Rachel B. Glaser
Turid

The girl was bored and wandered. She did not care if she was tagged, no one could force her to play. If she was It, she would not react, she would continue looking at the Wilsons’ plants, at the rows of bright flowers. She could hear her sister yelling after their neighbor. Her sister had been It for a long time. She was only a kid so could go in everyone’s yard. She spoted a stray cat and for a while tried to get it to follow her, but the cat was uninterested. She saw her neighbor running for base. Base was any large tree. The girl walked past a bunch of flowers and one of the young flowers stretched out to her and whispered, “Take me with you, my family is boring!” The girl stared, then yanked it from the ground. The other flowers were screaming. The pulled-flower cried in her hand. “I didn’t think it would hurt! I didn’t believe them,” it moaned. The flower had a raspy voice. The girl didn’t know what to do, she clutched the flower and ran. The flower was disheveled from just a few minutes in her hand. The girl had never heard a flower before.

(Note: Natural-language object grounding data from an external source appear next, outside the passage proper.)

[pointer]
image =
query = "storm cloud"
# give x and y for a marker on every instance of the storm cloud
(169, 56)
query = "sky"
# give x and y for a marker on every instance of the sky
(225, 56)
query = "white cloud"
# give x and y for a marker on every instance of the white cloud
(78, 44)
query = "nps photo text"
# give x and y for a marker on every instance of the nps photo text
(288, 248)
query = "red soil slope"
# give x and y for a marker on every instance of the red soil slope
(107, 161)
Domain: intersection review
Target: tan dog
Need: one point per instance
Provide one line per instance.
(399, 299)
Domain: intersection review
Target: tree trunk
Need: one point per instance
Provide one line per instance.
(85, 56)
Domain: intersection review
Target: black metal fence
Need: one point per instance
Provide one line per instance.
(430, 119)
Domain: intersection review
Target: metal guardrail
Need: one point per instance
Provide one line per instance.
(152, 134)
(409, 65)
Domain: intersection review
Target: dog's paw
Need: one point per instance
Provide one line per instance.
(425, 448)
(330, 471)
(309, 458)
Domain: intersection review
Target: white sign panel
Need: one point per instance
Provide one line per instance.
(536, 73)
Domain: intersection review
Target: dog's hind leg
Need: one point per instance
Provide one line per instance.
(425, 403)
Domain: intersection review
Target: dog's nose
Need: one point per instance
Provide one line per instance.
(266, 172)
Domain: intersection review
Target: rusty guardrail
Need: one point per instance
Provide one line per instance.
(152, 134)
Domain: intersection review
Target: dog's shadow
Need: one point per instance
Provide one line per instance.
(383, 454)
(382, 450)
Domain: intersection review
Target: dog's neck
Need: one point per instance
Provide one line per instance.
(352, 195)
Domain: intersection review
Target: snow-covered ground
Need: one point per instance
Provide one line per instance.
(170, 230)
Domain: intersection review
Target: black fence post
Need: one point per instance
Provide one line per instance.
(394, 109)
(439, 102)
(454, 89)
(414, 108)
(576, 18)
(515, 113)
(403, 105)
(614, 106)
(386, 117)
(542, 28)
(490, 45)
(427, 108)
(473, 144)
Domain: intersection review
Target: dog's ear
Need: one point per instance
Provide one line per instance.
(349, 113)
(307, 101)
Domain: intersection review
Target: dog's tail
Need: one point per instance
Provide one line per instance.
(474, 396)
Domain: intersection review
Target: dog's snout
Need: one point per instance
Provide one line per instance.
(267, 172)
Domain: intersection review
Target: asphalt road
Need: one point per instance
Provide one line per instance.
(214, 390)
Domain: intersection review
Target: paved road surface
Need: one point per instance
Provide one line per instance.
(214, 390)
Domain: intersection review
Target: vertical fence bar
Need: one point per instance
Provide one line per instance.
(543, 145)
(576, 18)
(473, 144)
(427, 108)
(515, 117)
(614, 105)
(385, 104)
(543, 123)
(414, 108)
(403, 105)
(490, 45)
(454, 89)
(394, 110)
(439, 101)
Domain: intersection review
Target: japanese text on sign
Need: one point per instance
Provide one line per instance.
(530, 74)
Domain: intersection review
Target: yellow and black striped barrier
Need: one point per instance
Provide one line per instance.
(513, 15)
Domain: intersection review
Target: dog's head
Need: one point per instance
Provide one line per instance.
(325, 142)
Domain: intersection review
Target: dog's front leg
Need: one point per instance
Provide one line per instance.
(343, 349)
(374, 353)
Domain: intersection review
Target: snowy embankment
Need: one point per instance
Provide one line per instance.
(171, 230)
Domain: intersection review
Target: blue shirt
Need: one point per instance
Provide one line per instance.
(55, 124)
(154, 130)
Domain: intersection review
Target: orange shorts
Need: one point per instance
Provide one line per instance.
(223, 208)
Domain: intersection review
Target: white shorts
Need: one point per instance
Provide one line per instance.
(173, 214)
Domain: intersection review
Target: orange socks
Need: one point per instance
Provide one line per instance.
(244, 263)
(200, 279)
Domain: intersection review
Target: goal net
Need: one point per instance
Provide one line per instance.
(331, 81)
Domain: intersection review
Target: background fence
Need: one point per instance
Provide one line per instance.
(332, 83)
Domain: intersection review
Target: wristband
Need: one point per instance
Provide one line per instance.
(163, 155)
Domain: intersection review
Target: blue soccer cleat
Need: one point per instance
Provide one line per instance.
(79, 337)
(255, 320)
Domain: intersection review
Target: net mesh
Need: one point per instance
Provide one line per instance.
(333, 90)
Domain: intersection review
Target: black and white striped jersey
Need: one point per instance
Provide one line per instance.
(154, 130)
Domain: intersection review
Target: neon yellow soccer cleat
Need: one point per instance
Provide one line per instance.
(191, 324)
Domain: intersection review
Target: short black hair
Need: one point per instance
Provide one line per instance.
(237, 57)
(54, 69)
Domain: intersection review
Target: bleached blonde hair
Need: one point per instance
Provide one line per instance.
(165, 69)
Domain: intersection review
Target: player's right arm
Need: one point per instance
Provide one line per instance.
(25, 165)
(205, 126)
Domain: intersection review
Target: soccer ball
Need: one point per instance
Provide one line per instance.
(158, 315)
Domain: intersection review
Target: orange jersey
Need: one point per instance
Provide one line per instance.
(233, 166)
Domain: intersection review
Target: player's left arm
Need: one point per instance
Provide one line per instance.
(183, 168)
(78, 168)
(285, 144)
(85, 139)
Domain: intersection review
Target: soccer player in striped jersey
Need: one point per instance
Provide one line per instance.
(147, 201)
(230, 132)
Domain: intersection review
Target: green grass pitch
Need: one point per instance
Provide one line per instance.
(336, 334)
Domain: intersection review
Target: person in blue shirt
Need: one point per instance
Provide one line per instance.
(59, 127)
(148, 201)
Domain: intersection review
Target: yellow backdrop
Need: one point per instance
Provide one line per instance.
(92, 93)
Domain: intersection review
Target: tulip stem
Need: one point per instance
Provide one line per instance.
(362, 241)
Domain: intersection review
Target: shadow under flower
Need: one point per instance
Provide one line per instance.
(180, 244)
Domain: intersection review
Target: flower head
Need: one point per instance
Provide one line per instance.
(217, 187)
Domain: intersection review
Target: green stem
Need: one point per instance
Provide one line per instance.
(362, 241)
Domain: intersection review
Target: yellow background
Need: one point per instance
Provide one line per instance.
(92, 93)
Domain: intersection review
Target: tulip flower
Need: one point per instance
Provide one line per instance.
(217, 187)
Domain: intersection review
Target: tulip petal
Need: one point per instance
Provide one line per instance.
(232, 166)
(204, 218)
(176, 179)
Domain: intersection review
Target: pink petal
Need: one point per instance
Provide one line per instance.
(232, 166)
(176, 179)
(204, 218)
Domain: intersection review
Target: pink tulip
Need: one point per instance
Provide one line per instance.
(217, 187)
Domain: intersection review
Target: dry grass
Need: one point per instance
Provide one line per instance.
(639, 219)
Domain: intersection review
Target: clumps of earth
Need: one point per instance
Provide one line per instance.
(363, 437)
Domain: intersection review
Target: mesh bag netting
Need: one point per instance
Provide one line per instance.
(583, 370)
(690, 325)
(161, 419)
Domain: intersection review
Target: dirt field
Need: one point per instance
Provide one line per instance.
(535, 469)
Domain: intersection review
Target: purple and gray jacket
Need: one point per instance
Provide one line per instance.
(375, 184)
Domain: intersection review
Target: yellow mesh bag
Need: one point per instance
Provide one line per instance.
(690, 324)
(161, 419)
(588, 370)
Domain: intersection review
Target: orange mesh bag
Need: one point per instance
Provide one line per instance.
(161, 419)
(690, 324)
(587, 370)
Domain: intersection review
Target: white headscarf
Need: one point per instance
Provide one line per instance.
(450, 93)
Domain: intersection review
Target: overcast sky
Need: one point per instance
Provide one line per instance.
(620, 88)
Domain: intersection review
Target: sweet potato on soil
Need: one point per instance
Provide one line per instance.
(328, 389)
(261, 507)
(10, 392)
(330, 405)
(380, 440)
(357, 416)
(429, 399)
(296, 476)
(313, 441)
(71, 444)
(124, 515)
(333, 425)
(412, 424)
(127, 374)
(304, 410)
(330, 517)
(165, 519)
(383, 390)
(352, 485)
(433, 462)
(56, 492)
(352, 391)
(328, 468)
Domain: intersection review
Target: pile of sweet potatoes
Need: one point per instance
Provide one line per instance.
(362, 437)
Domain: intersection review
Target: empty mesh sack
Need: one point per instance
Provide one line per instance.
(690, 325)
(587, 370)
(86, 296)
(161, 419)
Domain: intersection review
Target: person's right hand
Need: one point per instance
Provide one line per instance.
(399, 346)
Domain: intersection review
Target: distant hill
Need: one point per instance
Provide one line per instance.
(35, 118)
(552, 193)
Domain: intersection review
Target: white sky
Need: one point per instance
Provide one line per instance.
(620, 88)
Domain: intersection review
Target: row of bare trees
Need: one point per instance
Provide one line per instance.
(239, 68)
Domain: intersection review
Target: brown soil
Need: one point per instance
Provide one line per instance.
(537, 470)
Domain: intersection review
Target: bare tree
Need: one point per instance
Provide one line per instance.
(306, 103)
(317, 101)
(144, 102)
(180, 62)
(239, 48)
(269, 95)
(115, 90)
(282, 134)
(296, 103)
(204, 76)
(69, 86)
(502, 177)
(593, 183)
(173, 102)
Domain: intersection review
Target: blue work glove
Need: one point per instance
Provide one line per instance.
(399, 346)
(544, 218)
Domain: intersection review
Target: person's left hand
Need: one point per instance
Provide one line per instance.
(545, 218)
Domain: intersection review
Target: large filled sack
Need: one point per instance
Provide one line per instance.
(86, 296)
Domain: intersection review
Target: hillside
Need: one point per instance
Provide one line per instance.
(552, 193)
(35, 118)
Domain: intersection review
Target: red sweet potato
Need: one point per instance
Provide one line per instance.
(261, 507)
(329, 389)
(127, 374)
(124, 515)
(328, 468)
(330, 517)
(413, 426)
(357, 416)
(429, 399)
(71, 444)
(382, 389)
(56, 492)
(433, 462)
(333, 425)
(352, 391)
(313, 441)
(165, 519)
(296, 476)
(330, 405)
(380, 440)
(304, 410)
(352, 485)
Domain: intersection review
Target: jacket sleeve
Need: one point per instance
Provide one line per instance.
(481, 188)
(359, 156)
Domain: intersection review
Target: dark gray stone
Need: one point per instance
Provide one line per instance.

The flower calmed down, and now began planning its new life. “I will sit in a jar of water and you can read to me all day.” The girl didn’t know what to say. For one thing, she knew the flower would only live a day or two, and also, the girl had school, she couldn’t just waste her day reading to the flower. She didn’t want to! The flower continued, “You can drive us into town and we can see a movie. I’ve never seen a movie before.” The girl wanted to scream with laughter. She couldn’t drive! And imagine taking a flower to the movies!

Her sister ran up and tagged her. The girl dropped the flower and chased her sister across everyone’s yard. Adults were coming home from work and they waved at the girls from their cars. The sisters saw the stray cat and chased it into the bushes.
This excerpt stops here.